要するにこういう文脈を展開するのは、自説は「正しい」……この場合は、
不法でも移民は保護されるべきであり、不法の部分を殊更に批判するのは人道的でない、その部分には目をつぶって保護するのが「正しい」
という考えがある。
そして、そのためになら、異なる属性を混ぜて聞き手・読み手を騙しても構わない、と考えている。
だから、こういう文脈を使うわけでしょ。
でも、自説を語るためには相手の騙しても構わないというのは明らかに
知的に不誠実
な態度です。
ついでに言いますと、正当に論を展開して聞き手・読み手を説得できないんですよね。
もしくはその手間を惜しんでいるわけですから、
知的怠惰
でもあります。
……もしその辺の意識が全くなくて、この文脈の問題に何の疑問も抱かないなら、マジで自分の中の党派性に自覚的になってください。
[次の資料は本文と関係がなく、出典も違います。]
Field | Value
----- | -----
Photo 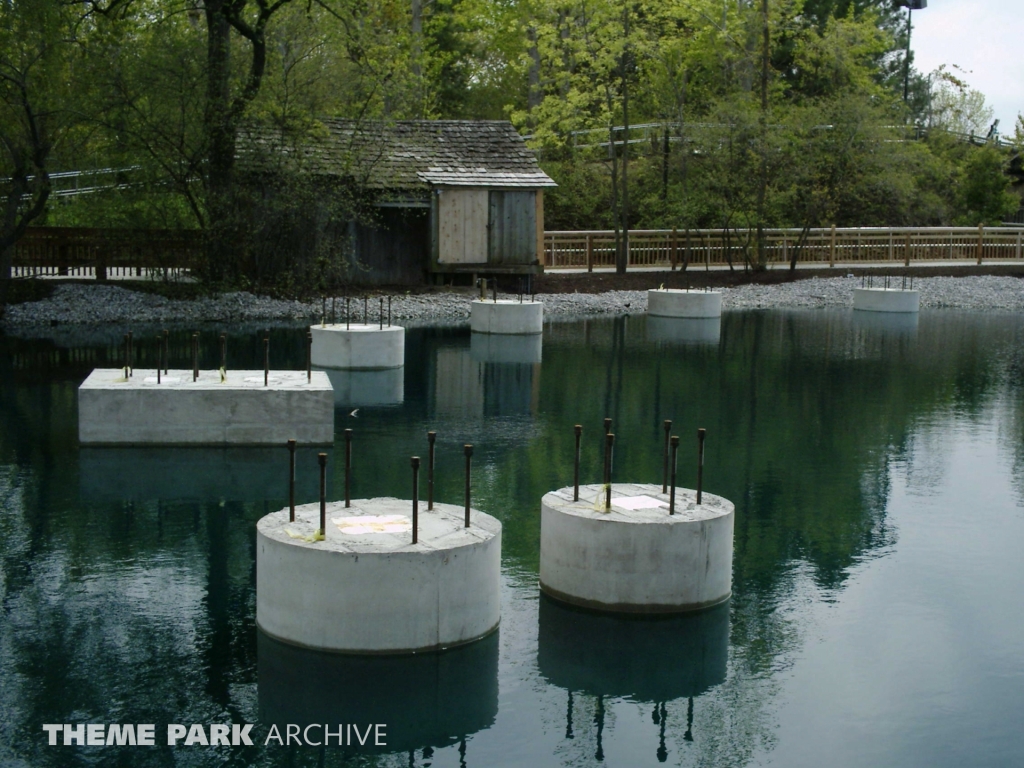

看板には社会正義って書いてあるんでしょうけど、あなた方の使っている文脈は詐欺師のそれと同じです。
「正しい」のためなら周囲を騙すのもやむなし、我らは必要悪なり、という覚悟なら、それはそれでアリだとは思います。
ただ、人を騙すにしても、もう令和のこのご時世ではこんな
「かわいそうな不法移民」と「邪悪な排外主義者」みたいな単純二元論
に騙されてくれる純朴な人はそうはいませんよ。
騙すにしても、もう少し真面目にやってほしい。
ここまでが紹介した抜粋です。